Note that your line element is just the line element for Rindler coordinates on Minkowski space in 1+1 dimensions. Minkowski space is, as should be expected, flat regardless of what coordinates you happen to use.

But every flat space doesn't have R to be 0 ,as expected instead of -ve sign in between if +ve sign is there (which reduces to 2-D polar flat) then R is not zero,isn't it?!

 

[Ibix]

But every flat space doesn't have R to be 0 ,as expected instead of -ve sign in between if +ve sign is there (which reduces to 2-D polar flat) then R is not zero,isn't it?!

The definition of a flat space is one for which all components of the Riemann tensor are zero. Thus the Ricci scalar is zero.

I can't follow what you are saying exactly. I think you are claiming that some elements of the Riemann tensor are non-zero in flat space in polar coordinates. This is not correct.

 

[Apashanka]

The definition of a flat space is one for which all components of the Riemann tensor are zero. Thus the Ricci scalar is zero.

I can't follow what you are saying exactly. I think you are claiming that some elements of the Riemann tensor are non-zero in flat space in polar coordinates. This is not correct.

I was misunderstood ,
I got it now

 

[sweet springs]

Given metric ds2=dr2-r2dθ2

An usulal thus plain metric is [tex]ds^2=dr^2+r^2d\theta^2[/tex]. Your case has different sign
[tex]ds^2=dr^2-r^2d\theta^2[/tex].
Would you show me what kind of space your geometry says about?

 

[Ibix]

Would you show me what kind of space your geometry says about?

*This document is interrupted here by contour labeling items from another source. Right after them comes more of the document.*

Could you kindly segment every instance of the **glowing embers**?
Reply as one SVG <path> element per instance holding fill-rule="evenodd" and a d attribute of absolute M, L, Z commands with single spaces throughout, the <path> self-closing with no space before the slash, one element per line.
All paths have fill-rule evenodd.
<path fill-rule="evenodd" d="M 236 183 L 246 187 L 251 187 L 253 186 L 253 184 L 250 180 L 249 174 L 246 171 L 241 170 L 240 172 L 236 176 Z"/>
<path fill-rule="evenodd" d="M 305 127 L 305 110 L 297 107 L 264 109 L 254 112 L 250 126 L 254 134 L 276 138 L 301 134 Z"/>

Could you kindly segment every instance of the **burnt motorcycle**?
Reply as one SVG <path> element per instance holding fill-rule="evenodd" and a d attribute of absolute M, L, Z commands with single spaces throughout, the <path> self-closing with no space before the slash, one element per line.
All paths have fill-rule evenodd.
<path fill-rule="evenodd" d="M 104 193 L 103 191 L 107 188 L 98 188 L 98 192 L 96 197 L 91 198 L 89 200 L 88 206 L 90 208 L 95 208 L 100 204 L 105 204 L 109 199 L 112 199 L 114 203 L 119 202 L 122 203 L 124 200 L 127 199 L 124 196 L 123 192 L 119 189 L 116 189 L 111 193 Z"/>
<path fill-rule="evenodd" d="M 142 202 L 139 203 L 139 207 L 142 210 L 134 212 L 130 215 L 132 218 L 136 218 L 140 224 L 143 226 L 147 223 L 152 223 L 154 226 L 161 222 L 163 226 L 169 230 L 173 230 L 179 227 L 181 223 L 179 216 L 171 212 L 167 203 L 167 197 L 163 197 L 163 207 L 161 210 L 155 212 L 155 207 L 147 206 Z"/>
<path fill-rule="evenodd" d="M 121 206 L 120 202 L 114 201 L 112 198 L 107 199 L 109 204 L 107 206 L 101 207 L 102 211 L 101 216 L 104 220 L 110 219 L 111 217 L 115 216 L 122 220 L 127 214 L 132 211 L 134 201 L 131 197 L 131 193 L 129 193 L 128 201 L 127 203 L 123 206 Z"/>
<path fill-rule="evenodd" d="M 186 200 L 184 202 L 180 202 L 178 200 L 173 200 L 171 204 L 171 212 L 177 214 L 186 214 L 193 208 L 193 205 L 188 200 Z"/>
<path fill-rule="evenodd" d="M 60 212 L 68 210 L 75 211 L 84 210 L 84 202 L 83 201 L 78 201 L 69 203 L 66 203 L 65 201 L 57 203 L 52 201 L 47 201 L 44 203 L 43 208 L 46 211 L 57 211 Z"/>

As noted by @Orodruin in #4, it's Rindler coordinates on flat Minkowski spacetime.

 

[DrGreg]

As noted by @Orodruin in #4, it's Rindler coordinates on flat Minkowski spacetime.

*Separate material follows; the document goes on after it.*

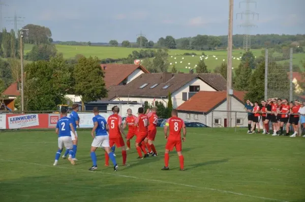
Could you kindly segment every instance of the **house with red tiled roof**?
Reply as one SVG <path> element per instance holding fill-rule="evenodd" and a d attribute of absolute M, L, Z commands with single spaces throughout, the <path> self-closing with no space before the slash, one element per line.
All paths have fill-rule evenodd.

Indeed it is, but an unusual choice of letters. The Rindler metric would usually be written as $$ds^2 = dx^2 - x^2 dt^2$$

 

[sweet springs]

Now I know theta is time. Wrongly I interpreted it angle in xy plane. Thanks.

 

[Orodruin]

Indeed it is, but an unusual choice of letters. The Rindler metric would usually be written as $$ds^2 = dx^2 - x^2 dt^2$$

Alternatively, with the opposite sign convention, it is the Milne model coordinates on the future light-cone of a point in 1+1D Minkowski space:
$$
ds^2 = dt^2 - t^2 dx^2
$$

 

[DrGreg]

Now I know theta is time. Wrongly I interpreted it angle in xy plane. Thanks.

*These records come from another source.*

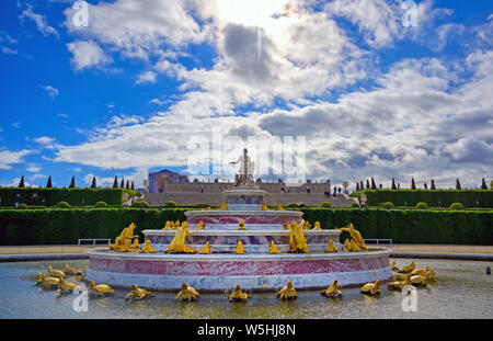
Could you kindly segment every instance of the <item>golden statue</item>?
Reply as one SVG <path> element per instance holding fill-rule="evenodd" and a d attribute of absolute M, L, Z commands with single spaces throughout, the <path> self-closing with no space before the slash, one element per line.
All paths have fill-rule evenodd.
<path fill-rule="evenodd" d="M 200 254 L 213 253 L 213 247 L 210 246 L 210 241 L 207 241 L 206 245 L 204 246 L 204 248 L 200 251 L 198 251 L 198 253 L 200 253 Z"/>
<path fill-rule="evenodd" d="M 399 268 L 395 266 L 395 261 L 390 262 L 390 269 L 392 269 L 392 271 L 399 270 Z"/>
<path fill-rule="evenodd" d="M 203 220 L 198 221 L 198 225 L 195 229 L 204 229 L 205 223 Z"/>
<path fill-rule="evenodd" d="M 51 277 L 57 277 L 57 279 L 65 277 L 65 272 L 62 272 L 60 270 L 53 270 L 51 266 L 48 266 L 47 272 Z"/>
<path fill-rule="evenodd" d="M 277 297 L 279 297 L 279 299 L 296 299 L 296 298 L 298 298 L 298 293 L 293 287 L 291 281 L 288 281 L 287 285 L 277 292 Z"/>
<path fill-rule="evenodd" d="M 183 221 L 180 229 L 174 235 L 173 240 L 167 249 L 167 253 L 197 253 L 197 250 L 185 245 L 185 238 L 192 235 L 188 230 L 188 223 Z"/>
<path fill-rule="evenodd" d="M 94 281 L 89 282 L 89 294 L 93 294 L 96 296 L 106 296 L 113 295 L 115 293 L 114 289 L 106 284 L 95 284 Z"/>
<path fill-rule="evenodd" d="M 131 285 L 130 293 L 125 296 L 125 299 L 144 299 L 146 297 L 154 297 L 154 294 L 151 292 L 146 291 L 145 288 L 140 288 L 137 286 L 137 284 Z"/>
<path fill-rule="evenodd" d="M 241 286 L 237 285 L 234 291 L 229 295 L 229 302 L 246 302 L 249 294 L 241 291 Z"/>
<path fill-rule="evenodd" d="M 72 268 L 72 266 L 70 266 L 69 264 L 65 264 L 65 266 L 64 266 L 64 273 L 65 273 L 67 276 L 70 276 L 70 275 L 80 276 L 80 275 L 83 275 L 83 274 L 84 274 L 82 270 Z"/>
<path fill-rule="evenodd" d="M 307 239 L 303 234 L 303 224 L 291 221 L 291 230 L 289 232 L 289 250 L 295 253 L 308 253 Z"/>
<path fill-rule="evenodd" d="M 426 275 L 426 273 L 429 271 L 429 268 L 428 268 L 428 265 L 426 265 L 426 268 L 425 269 L 415 269 L 415 270 L 413 270 L 412 272 L 411 272 L 411 275 L 412 276 L 415 276 L 415 275 L 422 275 L 422 276 L 424 276 L 424 275 Z"/>
<path fill-rule="evenodd" d="M 414 264 L 414 261 L 411 262 L 408 266 L 403 266 L 401 269 L 398 269 L 399 273 L 411 273 L 416 268 L 416 264 Z"/>
<path fill-rule="evenodd" d="M 130 246 L 130 252 L 139 253 L 139 251 L 140 251 L 140 245 L 139 245 L 139 240 L 136 238 L 136 239 L 134 239 L 134 243 Z"/>
<path fill-rule="evenodd" d="M 182 300 L 196 300 L 198 299 L 198 296 L 199 294 L 195 288 L 188 286 L 186 283 L 182 283 L 182 289 L 177 293 L 174 299 L 181 298 Z"/>
<path fill-rule="evenodd" d="M 337 284 L 335 280 L 326 289 L 322 291 L 321 294 L 326 297 L 342 296 L 341 285 Z"/>
<path fill-rule="evenodd" d="M 144 242 L 144 248 L 140 250 L 140 253 L 156 253 L 157 251 L 152 248 L 150 240 L 146 240 Z"/>
<path fill-rule="evenodd" d="M 234 253 L 236 254 L 245 254 L 246 253 L 246 249 L 243 247 L 243 241 L 239 241 L 237 243 L 237 248 L 234 249 Z"/>
<path fill-rule="evenodd" d="M 325 252 L 337 252 L 337 248 L 334 246 L 334 241 L 332 239 L 329 240 L 329 246 L 326 247 Z"/>
<path fill-rule="evenodd" d="M 363 239 L 362 234 L 359 234 L 359 231 L 354 228 L 353 224 L 349 224 L 348 227 L 339 228 L 339 230 L 349 232 L 351 237 L 353 238 L 358 249 L 363 251 L 368 251 L 368 248 L 366 247 L 365 243 L 365 239 Z"/>
<path fill-rule="evenodd" d="M 276 248 L 274 240 L 272 240 L 271 245 L 268 246 L 268 253 L 280 253 L 280 250 Z"/>
<path fill-rule="evenodd" d="M 366 283 L 364 286 L 362 286 L 362 293 L 368 295 L 378 295 L 380 294 L 380 288 L 381 288 L 381 281 L 378 280 L 375 283 Z"/>
<path fill-rule="evenodd" d="M 67 282 L 67 281 L 65 281 L 64 277 L 60 277 L 60 283 L 58 284 L 58 291 L 61 294 L 71 293 L 78 285 L 79 284 L 77 284 L 77 283 Z"/>
<path fill-rule="evenodd" d="M 405 280 L 403 281 L 393 281 L 393 282 L 389 282 L 387 283 L 387 287 L 392 291 L 392 289 L 400 289 L 402 291 L 402 288 L 404 286 L 411 285 L 411 281 L 409 280 L 409 275 Z"/>
<path fill-rule="evenodd" d="M 246 229 L 246 227 L 244 227 L 243 220 L 238 221 L 238 229 Z"/>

Well, it is "hyperbolic angle" in the XT plane where ##X = x \cosh t## and ##T = x \sinh t## (under the usual convention ##c = 1##).

 

[sweet springs]

Yea, the angle starts from $$-\infty$$ to $$+\infty$$, not from 0 to $$2\pi$$.

 

[Apashanka]

Can anyone please provide any information how is the Ricci tensor arises due to curvature of space??

 

[PeterDonis]

how is the Ricci tensor arises due to curvature of space?

The Ricci tensor doesn't "arise due to" the curvature of spacetime. It describes the curvature of spacetime (more precisely, the part of the curvature of spacetime that is due to the presence of stress-energy at the location where the tensor is evaluated).

Also, as in what I just wrote, it's the curvature of spacetime, not space.